A group of more than 1,000 local artists, many saying they were friends of those killed in a deadly warehouse fire earlier this month, have signed a letter calling on the mayor of Oakland to stop landlords from evicting warehouse residents in the wake of tragedy.
Three artists — Nihar Bhatt, Sophia Kim and Carolyn Valentine — say they collected the more than 1,000 signatures and comments from the local artist community in the past 24 hours. They sent the letter to both the mayor and media outlets.

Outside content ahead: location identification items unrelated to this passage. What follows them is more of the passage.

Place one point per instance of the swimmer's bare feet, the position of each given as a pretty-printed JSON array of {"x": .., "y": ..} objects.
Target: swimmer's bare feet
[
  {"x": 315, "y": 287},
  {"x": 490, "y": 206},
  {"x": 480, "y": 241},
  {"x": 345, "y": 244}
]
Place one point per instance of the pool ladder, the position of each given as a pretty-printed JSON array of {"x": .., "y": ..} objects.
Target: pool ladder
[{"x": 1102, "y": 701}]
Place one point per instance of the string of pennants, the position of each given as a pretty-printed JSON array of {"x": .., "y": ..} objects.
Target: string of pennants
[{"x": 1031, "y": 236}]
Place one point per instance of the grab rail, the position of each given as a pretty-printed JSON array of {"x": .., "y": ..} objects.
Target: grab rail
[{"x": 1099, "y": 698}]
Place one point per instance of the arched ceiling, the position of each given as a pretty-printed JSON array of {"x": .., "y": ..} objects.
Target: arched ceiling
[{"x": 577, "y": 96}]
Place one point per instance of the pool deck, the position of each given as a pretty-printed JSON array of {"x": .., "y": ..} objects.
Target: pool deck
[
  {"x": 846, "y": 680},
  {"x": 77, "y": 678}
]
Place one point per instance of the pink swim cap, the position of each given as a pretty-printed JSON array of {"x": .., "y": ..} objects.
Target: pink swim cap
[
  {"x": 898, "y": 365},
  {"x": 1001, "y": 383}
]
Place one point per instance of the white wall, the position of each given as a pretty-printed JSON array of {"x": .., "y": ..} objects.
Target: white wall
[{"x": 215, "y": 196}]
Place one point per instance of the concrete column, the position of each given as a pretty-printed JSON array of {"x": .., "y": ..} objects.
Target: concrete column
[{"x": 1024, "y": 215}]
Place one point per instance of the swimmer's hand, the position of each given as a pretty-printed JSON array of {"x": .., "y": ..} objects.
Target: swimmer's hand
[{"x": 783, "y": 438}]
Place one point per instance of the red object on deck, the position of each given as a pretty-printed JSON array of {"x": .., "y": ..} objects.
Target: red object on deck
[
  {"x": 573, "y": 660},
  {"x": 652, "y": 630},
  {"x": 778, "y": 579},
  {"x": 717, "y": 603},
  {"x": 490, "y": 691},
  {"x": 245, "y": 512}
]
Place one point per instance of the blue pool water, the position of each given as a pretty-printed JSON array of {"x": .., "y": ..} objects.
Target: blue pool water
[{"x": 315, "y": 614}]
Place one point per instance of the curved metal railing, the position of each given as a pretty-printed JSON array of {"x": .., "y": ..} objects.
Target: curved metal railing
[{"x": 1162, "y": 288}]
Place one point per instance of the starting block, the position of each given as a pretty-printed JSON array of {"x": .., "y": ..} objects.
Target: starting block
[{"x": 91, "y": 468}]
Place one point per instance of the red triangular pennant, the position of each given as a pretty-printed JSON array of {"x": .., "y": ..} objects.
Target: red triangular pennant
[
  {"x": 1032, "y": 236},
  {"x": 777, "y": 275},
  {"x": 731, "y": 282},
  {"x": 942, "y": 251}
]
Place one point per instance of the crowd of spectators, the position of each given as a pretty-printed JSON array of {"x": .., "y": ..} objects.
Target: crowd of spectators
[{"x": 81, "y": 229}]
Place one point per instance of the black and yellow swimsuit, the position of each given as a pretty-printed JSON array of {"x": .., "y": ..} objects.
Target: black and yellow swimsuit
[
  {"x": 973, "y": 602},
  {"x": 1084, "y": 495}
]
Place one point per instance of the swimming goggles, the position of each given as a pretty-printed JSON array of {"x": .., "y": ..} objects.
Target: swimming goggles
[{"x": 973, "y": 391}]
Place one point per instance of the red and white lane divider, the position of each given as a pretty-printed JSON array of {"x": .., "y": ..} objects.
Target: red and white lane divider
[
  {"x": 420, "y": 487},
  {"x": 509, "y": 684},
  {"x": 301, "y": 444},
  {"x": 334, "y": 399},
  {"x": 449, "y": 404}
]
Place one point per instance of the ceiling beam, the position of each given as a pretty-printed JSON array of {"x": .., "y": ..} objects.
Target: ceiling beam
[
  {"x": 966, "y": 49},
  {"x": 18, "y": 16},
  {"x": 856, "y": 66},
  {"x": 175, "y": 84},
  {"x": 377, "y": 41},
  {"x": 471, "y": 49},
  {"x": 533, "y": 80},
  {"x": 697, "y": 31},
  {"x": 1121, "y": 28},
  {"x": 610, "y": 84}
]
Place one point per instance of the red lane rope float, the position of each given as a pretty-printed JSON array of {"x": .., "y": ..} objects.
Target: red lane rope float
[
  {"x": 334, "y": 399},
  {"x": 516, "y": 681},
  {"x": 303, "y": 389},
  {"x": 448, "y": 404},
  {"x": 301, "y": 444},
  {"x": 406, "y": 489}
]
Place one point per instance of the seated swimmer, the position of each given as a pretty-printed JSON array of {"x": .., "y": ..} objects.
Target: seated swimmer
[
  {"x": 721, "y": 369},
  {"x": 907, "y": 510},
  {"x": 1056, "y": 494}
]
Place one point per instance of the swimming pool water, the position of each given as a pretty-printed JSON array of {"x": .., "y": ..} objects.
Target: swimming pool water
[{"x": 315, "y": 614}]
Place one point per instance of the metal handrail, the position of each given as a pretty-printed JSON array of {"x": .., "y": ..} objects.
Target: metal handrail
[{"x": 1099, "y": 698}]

“We believe that as the music community that lost so many of our own (most of the people who died were in attendance of the event being thrown there and do not live there), our perspective is critical,” an email from Bhatt stated. “One thread that keeps on being lost in press coverage is the difficulty promoters have faced in creating permitted events in the city of Oakland. This is a very critical part of how this fire occurred, and we believe our statement is one of the only ones that addresses it in our fourth demand.”
Bodies were still being pulled from the wreckage when warehouse music venues in Philadelphia and Baltimore were shut down after operating for years. Locally, venues and “warehomes,” where artists live and work, such as Richmond’s Burnt Ramen, were shut down in recent days; in Burnt Ramen’s case, Richmond Mayor Tom Butt had identified the space as potentially being “the next Ghost Ship.” (Richmond City officials have yet to provide a list of violations to the owner of Burnt Ramen to justify the space’s closure.)
“The media frequently seeks to mischaracterize our collective spaces as hedonistic playgrounds. This is a gross distortion,” the letter to the mayor states. “They are sacred spaces that allow us to survive, organize, and flourish in the face of a mainstream culture that often shuns our very existence. Shuttering the spaces that allow us to safely congregate is tantamount to extinguishing our livelihood.”